Lisa. Roman.
Thomas Glavinic, Hanser, Februar 2011
Bin gleich zurück
Als ich die ersten Seiten las, dachte ich: Jetzt dreht der Glavinic völlig ab. Vielleicht hat ihm der Verlag völlig freie Hand gelassen, nahm ich an, und der österreichische Schriftsteller hat irgendein Manuskript aus der Schublade gezogen - literarisches Experiment, das Ergebnis einer rotweinseligen Gehirnstürmrunde, diese Kategorie. Warum sonst sollte man auf die Idee kommen, den Monolog eines vermeintlichen Paranoikers aufzuschreiben - und zu veröffentlichen -, der auf einer abgelegenen bayerischen Alm im modrigen Ferienhaus hockt und per Internetradio zu vermutlich niemandem spricht?
Aber nach diesen ersten Seiten entfaltete der Roman „Lisa“ plötzlich seine unheimliche Kraft, seinen enormen Witz, seine nicht immer leise Weisheit - und zog mich hinein in die Welt von Tom, dem Spieleprogrammierer, der zusammen mit seinem Sohn Alex in die Walachei geflüchtet ist, wo er des Nachts kokst, säuft und in ein Mikrofon mit Wackelkontakt spricht. Tom erzählt sein Leben, redet über Gott und die Welt, selten politisch korrekt, dafür immer umso entlarvender, schonungsloser, wahrer, lustiger. Er berichtet auch von den Ursachen für seine Eremitage. Bei Tom ist eingebrochen worden, und durch einen Zufall wurden auch in seiner Wohnung die Genspuren jenes weiblichen Phantoms gefunden, das er und die Chefermittler Hilpert „Lisa“ nennen - eine nie gesehene Frau, die eine Spur von Tod und Verwüstung, maßlosem Grauen und außerdentlicher Brutalität durch die Welt zieht, schon seit Jahren, die aber auch bei so merkwürdigen Straftaten wie dem Raub einer Zementladung und eben dem Einbruch in Toms Wohnung beteiligt zu sein schien.

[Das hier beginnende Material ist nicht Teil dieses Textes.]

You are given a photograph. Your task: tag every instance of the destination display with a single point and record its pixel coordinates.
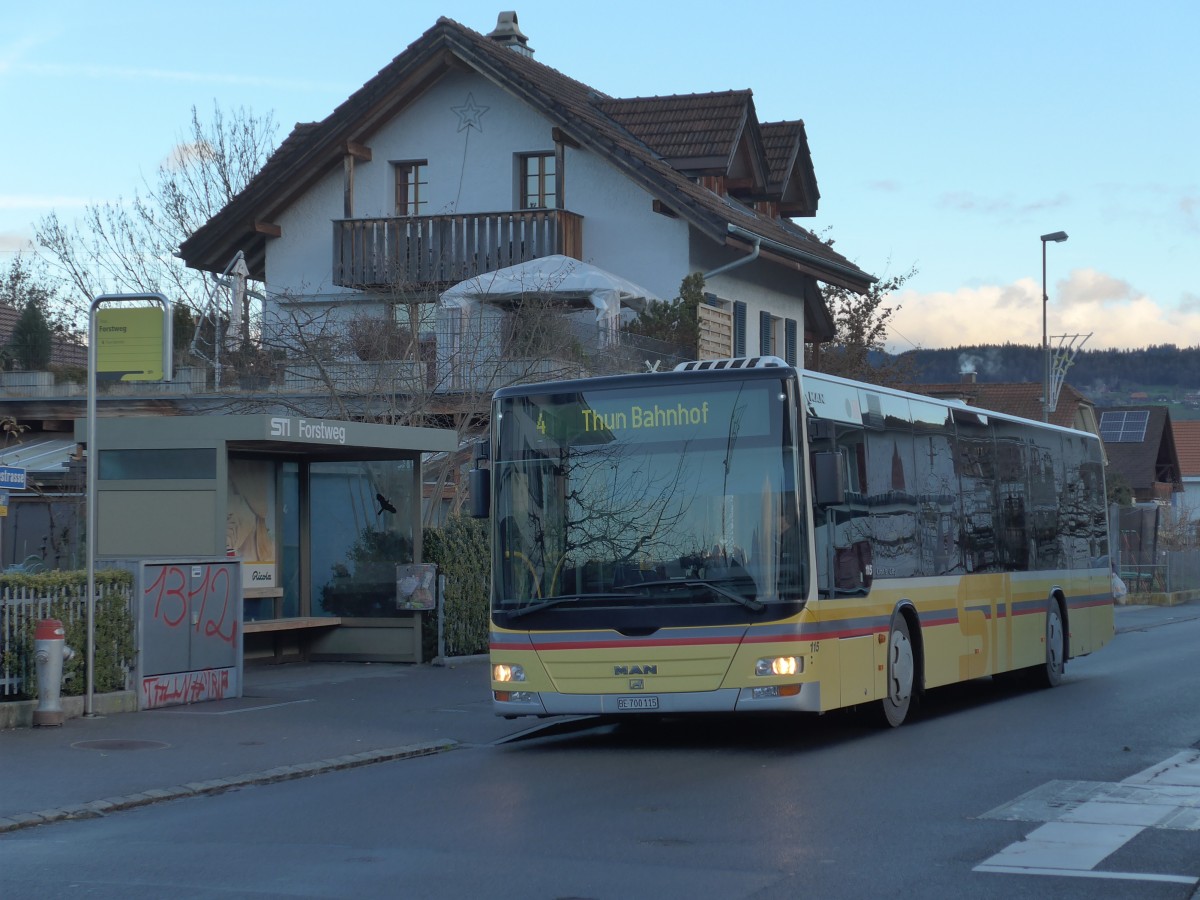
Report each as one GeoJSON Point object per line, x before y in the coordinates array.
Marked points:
{"type": "Point", "coordinates": [681, 414]}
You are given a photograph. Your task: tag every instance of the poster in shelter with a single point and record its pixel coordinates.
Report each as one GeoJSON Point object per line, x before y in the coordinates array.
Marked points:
{"type": "Point", "coordinates": [250, 521]}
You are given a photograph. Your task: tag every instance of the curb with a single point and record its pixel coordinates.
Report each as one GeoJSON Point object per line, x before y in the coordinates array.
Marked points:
{"type": "Point", "coordinates": [197, 789]}
{"type": "Point", "coordinates": [19, 713]}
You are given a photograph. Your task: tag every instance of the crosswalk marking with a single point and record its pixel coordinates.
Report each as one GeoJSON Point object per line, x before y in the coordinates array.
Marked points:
{"type": "Point", "coordinates": [1087, 821]}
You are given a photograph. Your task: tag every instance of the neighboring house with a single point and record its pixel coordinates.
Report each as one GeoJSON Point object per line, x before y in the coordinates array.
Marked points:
{"type": "Point", "coordinates": [465, 155]}
{"type": "Point", "coordinates": [64, 352]}
{"type": "Point", "coordinates": [1187, 447]}
{"type": "Point", "coordinates": [1024, 399]}
{"type": "Point", "coordinates": [1140, 445]}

„Lisa“ ist ein einerseits Buch über Ehrlichkeit, weil es in den Randanekdoten um die vielen kleinen und großen Lügen geht, mit denen Menschen ihr Leben ausstatten, um simple Erkenntnisse, die sich niemand auszusprechen traut, um Drogen, Freundschaft, das Verhältnis von Mann und Frau, aber auch Hundekot, linksredende Rechtsdenker, Generationenphänomene und so weiter. Andererseits erzählt dieser großartige Roman jene Kriminalstory, die übrigens auf einer wahren Geschichte beruht, die die gesamte Grausamkeit der Welt, der Menschen zusammenfasst, die dem Begriff „human“ seine fade Maske vom Gesicht reißt. Wir sollten voreinander Angst haben, lautet die Botschaft. Nein, wir müssen.
Stringent, in jeder Zeile glaubwürdig, hochamüsant und zutiefst erschreckend. Glavinics bester Roman. Deutscher Buchpreis 2011, würde ich sagen.